Age is an important social attribute, making age estimation an ecologically relevant component of face perception. It determines rights, responsibilities and even social status (Mayes et al., 2010). However, perceived age does not always reflect biological age, since facial appearance is also influenced by environmental and lifestyle factors (Mayes et al., 2010). A longitudinal study of Danish twins reported that perceived age is a better biomarker of health than chronological age due to the influence of lifestyle and social factors (Christensen et al., 2009). This social relevance is also reflected in most people wanting to be perceived as younger, since looking youthful is associated with health and attractiveness (Barber, 1995; Hsieh et al., 2021; Symons, 1995).
The eyes and lips have been reported to be particularly relevant to estimating age compared to other facial features (Gunn et al., 2009; Nkengne et al., 2008). The surrounding area, shape, and size of the eyes and sclera colour have been shown to help people make a judgement of age (Russell et al., 2014). Lips are potentially a reliable cue to age since their volume (Gunn et al., 2009) and redness (Gomi & Imamura, 2019) decrease significantly with age. Other facial features also change during the aging process. For example, nose shape changes significantly with age (Sforza et al., 2011), but it is not yet clear if people use the nose as a cue to estimate age.
Surface-based cues are also associated with perceived age (Bruce & Langton, 1994; Kemp et al., 1996; Russell et al., 2006). Increased sun exposure is associated with higher perceived age and has been described as the principal extrinsic factor (Leyden, 1990; Ortonne, 1990). Chronic exposure to sunlight is thought to stimulate melanogenic activity and create non-uniformity of skin pigmentation (Matts et al., 2007) and wrinkling (Gunn et al., 2009), which are both cues for age estimation. Moreover, face shape produces shading differences that affect the luminance profiles of images of the face (Bruce & Langton, 1994; Hill et al., 1995; Kemp et al., 1996). Empirically, digitally reducing skin wrinkles, skin sagging, or skin colour heterogeneity was shown to give a more youthful appearance (Fink et al., 2006; Matts et al., 2007).
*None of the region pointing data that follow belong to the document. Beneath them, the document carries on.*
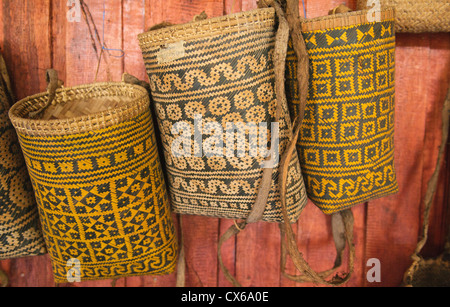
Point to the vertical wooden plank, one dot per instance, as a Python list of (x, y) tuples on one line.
[(81, 59), (58, 37), (133, 25), (393, 222), (258, 255), (25, 42), (180, 11), (438, 82), (134, 13)]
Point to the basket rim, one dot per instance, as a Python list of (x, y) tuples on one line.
[(344, 19), (230, 23), (82, 123)]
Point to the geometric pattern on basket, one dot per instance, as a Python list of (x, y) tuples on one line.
[(346, 143), (20, 231), (102, 200), (227, 78)]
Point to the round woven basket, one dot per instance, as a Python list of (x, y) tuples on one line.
[(346, 146), (93, 161), (221, 68)]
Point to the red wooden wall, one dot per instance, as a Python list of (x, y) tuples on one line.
[(35, 35)]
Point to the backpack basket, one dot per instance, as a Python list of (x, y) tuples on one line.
[(222, 71), (92, 157), (346, 143)]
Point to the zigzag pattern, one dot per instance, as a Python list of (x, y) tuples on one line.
[(171, 81), (346, 143)]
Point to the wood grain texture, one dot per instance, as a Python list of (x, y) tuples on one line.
[(35, 35)]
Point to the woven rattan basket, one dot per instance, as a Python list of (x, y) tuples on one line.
[(417, 15), (20, 231), (94, 164), (221, 69), (346, 143)]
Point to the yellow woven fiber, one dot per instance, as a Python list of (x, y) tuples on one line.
[(346, 143), (100, 191)]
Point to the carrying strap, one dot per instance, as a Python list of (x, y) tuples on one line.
[(53, 83), (342, 222), (429, 195), (257, 212)]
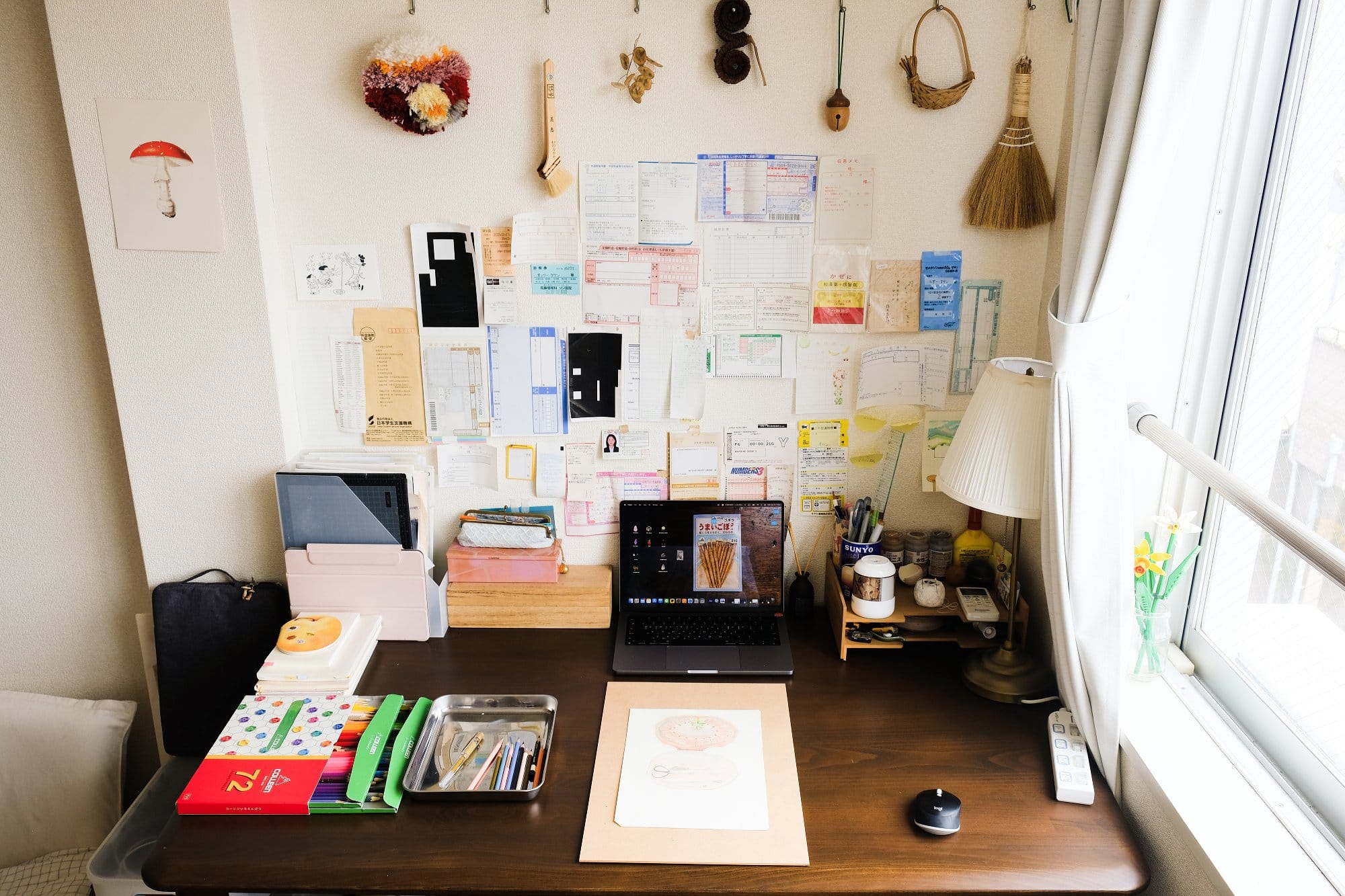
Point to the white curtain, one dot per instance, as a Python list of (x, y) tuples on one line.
[(1133, 63)]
Colour information of the face has not only been reported to be important in the perception of age (Burt & Perrett, 1995; Matts et al., 2007), but also contribute significantly to perceptions of sex and ethnicity (Hill et al., 1995; Tarr et al., 2001), health (Matts et al., 2007; Re et al., 2011; Russell et al., 2014), attractiveness (Re et al., 2011; Stephen & McKeegan, 2010), and identity (Yip & Sinha, 2002). When investigating age perception, Fink et al. (2006) applied skin colour distributions from different ages to identical three-dimensional (3D) shape-standardized female faces. Subjects rated age, health, and beauty of the 3D rendered faces. Faces with younger surface-based information were perceived as younger and received significantly higher ratings for attractiveness and health. Analysis of the images revealed that the skin colour distribution of younger faces was more homogenous compared to older people. Fink et al. (2006) suggested that skin colour heterogeneity provides information independent of facial form and skin surface topography, that contributes to the perception of female facial age and judgements of attractiveness and health.
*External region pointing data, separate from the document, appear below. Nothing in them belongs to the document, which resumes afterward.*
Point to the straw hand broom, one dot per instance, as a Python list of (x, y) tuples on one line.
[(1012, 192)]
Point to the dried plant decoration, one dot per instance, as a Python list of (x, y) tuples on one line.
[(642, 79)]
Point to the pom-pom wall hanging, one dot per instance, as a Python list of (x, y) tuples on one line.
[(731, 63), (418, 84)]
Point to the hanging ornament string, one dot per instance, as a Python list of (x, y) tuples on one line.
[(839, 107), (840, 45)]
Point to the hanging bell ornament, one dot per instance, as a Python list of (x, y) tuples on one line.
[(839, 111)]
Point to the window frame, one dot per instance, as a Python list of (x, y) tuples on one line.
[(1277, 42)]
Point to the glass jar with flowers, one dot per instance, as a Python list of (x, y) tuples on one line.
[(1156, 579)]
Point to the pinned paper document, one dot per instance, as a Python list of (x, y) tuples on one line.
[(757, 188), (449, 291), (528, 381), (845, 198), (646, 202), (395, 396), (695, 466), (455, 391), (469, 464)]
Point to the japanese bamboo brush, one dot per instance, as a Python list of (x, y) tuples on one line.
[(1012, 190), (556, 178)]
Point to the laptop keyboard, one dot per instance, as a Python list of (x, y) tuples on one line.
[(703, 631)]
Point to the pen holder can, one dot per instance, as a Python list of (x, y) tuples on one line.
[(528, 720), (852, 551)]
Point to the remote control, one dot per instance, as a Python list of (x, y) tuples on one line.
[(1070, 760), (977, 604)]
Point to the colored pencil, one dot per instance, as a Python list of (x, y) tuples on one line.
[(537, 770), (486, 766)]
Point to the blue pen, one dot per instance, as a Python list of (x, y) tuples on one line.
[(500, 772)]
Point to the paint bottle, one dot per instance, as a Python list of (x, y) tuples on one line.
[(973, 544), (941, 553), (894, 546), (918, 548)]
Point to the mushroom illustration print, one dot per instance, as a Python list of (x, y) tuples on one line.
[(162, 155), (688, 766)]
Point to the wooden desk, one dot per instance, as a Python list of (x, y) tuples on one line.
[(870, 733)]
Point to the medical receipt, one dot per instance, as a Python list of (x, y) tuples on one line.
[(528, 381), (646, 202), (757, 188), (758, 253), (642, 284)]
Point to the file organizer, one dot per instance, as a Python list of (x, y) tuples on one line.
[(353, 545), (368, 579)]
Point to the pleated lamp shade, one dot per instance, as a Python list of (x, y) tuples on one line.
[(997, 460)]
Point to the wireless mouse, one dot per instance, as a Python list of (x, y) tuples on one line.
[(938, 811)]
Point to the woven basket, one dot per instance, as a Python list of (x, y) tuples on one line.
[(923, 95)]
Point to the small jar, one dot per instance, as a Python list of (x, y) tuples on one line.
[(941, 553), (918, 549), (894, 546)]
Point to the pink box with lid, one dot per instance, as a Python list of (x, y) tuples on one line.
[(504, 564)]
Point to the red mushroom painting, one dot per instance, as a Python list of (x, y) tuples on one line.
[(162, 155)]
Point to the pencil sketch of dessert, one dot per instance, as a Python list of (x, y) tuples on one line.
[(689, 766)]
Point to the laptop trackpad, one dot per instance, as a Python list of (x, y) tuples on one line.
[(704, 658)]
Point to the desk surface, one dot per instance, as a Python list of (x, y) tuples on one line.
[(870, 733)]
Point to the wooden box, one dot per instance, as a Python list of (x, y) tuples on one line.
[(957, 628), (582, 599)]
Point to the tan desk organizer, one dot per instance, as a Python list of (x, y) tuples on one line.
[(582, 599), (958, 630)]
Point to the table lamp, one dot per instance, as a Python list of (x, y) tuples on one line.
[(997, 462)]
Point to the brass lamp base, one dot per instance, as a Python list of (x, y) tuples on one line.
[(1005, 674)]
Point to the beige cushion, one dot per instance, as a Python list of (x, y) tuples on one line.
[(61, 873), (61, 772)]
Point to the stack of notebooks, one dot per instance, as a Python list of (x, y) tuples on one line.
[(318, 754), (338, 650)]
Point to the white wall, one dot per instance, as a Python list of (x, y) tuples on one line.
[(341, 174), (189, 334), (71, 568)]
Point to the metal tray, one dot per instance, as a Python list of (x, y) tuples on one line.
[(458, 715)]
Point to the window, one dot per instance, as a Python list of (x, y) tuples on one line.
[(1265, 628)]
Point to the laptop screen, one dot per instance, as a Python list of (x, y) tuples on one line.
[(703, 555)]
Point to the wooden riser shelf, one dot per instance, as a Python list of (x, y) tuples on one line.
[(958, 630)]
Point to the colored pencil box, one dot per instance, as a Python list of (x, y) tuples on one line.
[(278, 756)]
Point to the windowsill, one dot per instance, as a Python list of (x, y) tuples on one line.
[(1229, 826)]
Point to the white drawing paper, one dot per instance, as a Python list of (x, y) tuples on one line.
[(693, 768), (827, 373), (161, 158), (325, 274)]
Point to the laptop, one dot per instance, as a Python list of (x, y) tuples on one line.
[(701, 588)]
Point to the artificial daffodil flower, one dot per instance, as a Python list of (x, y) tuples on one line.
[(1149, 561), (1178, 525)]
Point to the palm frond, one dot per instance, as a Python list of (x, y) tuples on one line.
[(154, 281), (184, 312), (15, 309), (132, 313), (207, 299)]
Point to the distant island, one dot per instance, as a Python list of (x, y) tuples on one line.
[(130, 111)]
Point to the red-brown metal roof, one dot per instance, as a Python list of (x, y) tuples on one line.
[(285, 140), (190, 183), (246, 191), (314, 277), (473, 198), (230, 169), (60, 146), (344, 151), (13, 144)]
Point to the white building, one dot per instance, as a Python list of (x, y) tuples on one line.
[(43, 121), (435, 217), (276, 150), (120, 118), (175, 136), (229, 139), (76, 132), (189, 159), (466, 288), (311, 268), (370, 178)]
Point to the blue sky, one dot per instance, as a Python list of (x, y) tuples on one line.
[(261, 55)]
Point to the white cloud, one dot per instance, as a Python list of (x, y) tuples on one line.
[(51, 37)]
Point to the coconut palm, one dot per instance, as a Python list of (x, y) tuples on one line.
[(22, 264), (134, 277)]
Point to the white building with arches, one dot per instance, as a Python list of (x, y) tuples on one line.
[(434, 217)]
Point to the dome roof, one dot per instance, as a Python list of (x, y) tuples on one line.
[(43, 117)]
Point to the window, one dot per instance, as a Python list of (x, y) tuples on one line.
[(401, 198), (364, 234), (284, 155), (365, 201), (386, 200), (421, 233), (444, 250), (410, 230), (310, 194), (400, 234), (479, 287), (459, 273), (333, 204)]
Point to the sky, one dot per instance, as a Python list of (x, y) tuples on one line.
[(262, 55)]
The contrast between facial features (e.g., eyes and lips) and the surrounding skin has been termed ‘facial contrast’ (Porcheron et al., 2013; Russell, 2003) (note that this is different from ‘skin contrast’ as defined by other researchers (Matts et al., 2007)). Female faces have greater facial contrast than male faces, and facial contrast plays an important role in sex classification and attractiveness (Russell, 2003; Stephen & McKeegan, 2010). Porcheron et al. (2013) proposed that facial contrast decreases with age and serves as a cue for identifying age. They measured the facial contrast of Caucasian women faces within the CIE L*a*b* colour space (Lab space) and asked participants to estimate age from the original and contrast-manipulated images. Female face images were judged to be significantly younger when shown with greater a* (red-green) contrast around the mouth, greater luminance contrast around the eyes, or greater luminance contrast around the eyebrows. Note that these estimates of luminance facial contrast do not differentiate between skin pigmentation and luminance cues related to topographic factors, and these estimates of facial contrast require individual labelling of facial regions of interest, making these measures difficult to standardise. Nonetheless, these findings suggest that colour contrast both within features/skin and between features are potential cues to age.
A key challenge for facial age estimation research is the fact that faces are complex stimuli, and the space of possible variables driving age perception is large. A standard approach is to systematically manipulate a facial feature and obtain age ratings (Fink et al., 2006; Porcheron et al., 2013). When judgements of age systematically change with the feature manipulation, this suggests that the facial feature is relevant to age perception. While this approach is valid, it relies on the researcher first identifying candidate facial features, leaving open the possibility that more complex and/or subtle features are missed. Here, we manipulate colour and contrast of face images holistically rather than arbitrarily manipulating features.